I was very proud with my machining of this casing as the outside surface finish is very shiny and aesthetically pleasing. It was within 0.003 inches of the dimensions I outlined in the CAD design. I repeated this process for the impeller casing, following the same process as I used for the Heron Engine.

The shaft was a little more difficult to work on the lathe than the previous two items and this was for two reasons: its longer and thinner. Ideally I would have liked to have had a 1/4" diameter rod, however I did not have access to this and had to turn it from the rod I had available, which I believe was 3/8". For something this thin, you have to take off even less material at a time otherwise the rod will snap. You should learn from my mistakes ( I snapped it many times).

In the above images you can see all of the parts before they were assembled completely.

In order to connect the pieces together, I decided that I wanted to use aluminum TIG welding. In hindsight I would have liked to have used JB Weld, which is not a food safe option, so would be only useful for prototypes.

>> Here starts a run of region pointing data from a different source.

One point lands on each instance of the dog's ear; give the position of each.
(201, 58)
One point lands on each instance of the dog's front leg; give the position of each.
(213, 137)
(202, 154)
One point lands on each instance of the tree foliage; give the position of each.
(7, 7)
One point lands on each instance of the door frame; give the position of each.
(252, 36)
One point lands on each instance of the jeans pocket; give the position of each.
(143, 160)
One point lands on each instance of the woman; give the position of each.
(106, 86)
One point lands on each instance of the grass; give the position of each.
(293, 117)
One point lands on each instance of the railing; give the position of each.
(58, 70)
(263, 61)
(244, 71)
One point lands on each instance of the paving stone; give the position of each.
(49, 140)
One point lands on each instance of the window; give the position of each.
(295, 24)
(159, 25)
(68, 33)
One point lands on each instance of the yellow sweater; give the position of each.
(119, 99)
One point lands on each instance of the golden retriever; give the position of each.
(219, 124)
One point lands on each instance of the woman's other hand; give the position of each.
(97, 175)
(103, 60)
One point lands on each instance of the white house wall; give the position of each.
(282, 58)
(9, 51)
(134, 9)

TIG welding joins the parts in a food-safe way that can handle the heat and pressure, which is why I chose this method.

To prep for welding, the aluminum has to be spotless, so I clamped the pieces down using a vice and buffed them with an angle grinder.

After prepping all of the materials, now time for welding! This is a difficult process, but I took it one step at a time, assembling the pieces according to how they are laid out in the CAD model. Although my welds are not the prettiest, they got the job done, and you can see an example of this on the impeller blades.

After welding, the next step was to cut a hole in the top of the pineapple can to make space for the ball bearing. To secure it I used JB Weld rather than actual welding because welding I would run the risk of ruining the ball bearing.

NOTE: JB Weld is NOT food safe. This is a proof of concept, and if you use this product, you should NOT consume the things it touches.

After attaching the ball bearing, I inserted the machined heron's engine into the bearing using JB Weld.

To finish the Heron's engine, I cut off the bottom of a soda can and removed just the dome portion. This fit snugly on top of the machined cylinder from the lathe. I used a file to smooth down the edges and then used JB weld to secure it to the cylinder. Cutting off 2 in of the smaller diameter pipe, I secured them so that the ends of the pipe pointed tangent to the edge where they were secured. This way they produce the most torque.

After finishing off the Heron's Engine, I connected the shaft and copper tube using more JB weld. The Copper tube must connect to the impeller housing.

This machine shows that age-old engineering principles can be spun (see what I did there) in new ways, and that your passions don't have to be exclusive; they can be mixed and intertwined with each other! I've learned so so much from this project and while I hit many (MANY) speed bumps along the way, I ultimately wish to use this as a learning opportunity for the future!